VESCO di quell’episodio sapeva certamente molto: quando venne fermato, pochi giorni dopo il delitto, gli trovarono una pistola in dotazione ai carabinieri. E a casa sua venne rinvenuta persino l’arma del delitto. Lui si difese sostenendo che di avere avuto in custodia le armi, ma cambiò rapidamente versione e indicò agli investigatori il luogo in cui erano nascosti gli indumenti e alcuni oggetti dei due agenti uccisi, nella stalla di Giovanni Mandalà, un bottaio di Partinico. A quel punto ammise la sua partecipazione al duplice omicidio, chiamando in causa i tre giovani alcamesi. Prima di morire impiccato raccontò in alcune lettere spedite dal carcere le percosse e le sevizie subite dai carabinieri, ma non venne creduto. Stessa sorte toccata a Gulotta, che ritrattò il giorno dopo la confessione estorta con la violenza dentro una stanza della casermetta alcamese. Anche lui non venne creduto, e la Cassazione, nel 1990, marchiò a fuoco con il “fine pena mai” il suo fascicolo processuale.

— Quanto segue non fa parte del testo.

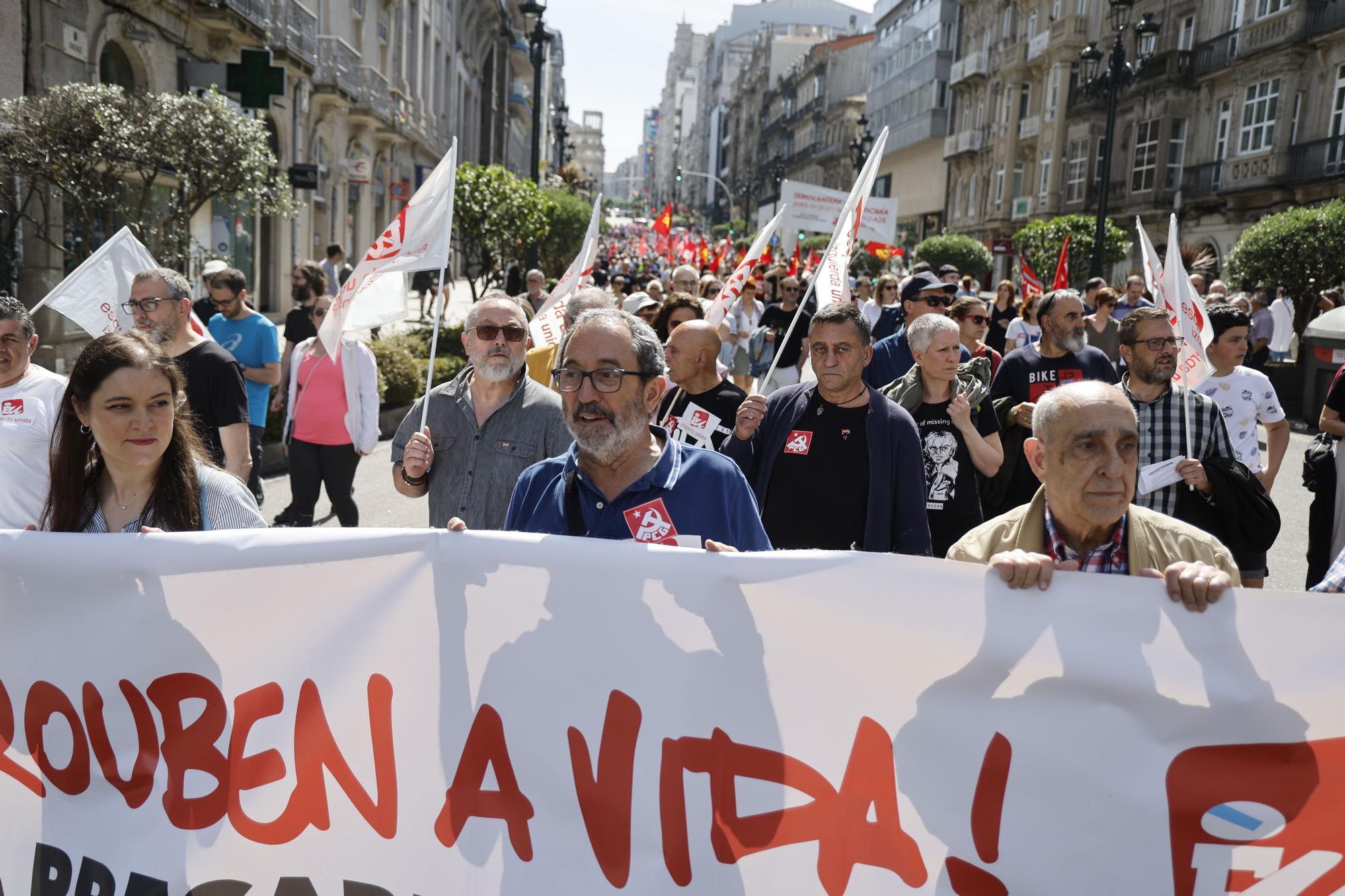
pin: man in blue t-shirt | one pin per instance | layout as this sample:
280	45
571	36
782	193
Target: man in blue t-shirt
625	479
255	345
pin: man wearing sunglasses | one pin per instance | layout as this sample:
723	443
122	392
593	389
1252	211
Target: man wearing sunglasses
161	303
623	478
485	427
923	294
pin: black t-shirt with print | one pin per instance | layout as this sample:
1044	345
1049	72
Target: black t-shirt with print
818	495
715	413
778	319
953	497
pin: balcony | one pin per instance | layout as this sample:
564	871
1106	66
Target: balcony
338	67
1316	161
968	68
1039	45
1324	17
295	30
962	142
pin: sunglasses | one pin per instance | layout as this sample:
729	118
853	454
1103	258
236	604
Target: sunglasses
490	331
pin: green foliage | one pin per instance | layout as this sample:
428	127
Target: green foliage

Fino a quando Renato Olino, uno dei carabinieri in servizio quella notte, in un sussulto di coscienza nel 2007 vuotò il sacco, raccontando le sevizie: nessuno dei colleghi confermò le sue parole, ma nemmeno le smentì, e quei silenzi e mezze ammissioni convinsero i pm che quella della revisione, chiesta dall’avvocato Baldassarre Lauria, era la strada giusta. “Gulotta non c’entra nulla; abbiamo il dovere di proscioglierlo da ogni accusa e restituirgli la dignità che la giustizia gli ha indebitamente tolto”, ha detto ieri il pm prima dell’ingresso della corte in camera di consiglio. Infine l’assoluzione, per un riconoscimento di innocenza tardivo ma probabilmente presto condiviso con gli altri coimputati, oggi in Brasile, con i quali si è sempre tenuto in contatto. E la verità sulla strage? In questi anni i pm hanno provato a chiederla ai pentiti di mafia: “Li ho conosciuti in carcere quei ragazzi arrestati – ha risposto Peppe Ferro, testimone del processo per le stragi del ’93 – erano solamente delle vittime... pensavamo che era una cosa dei carabinieri, che fosse qualcosa di qualche servizio segreto”.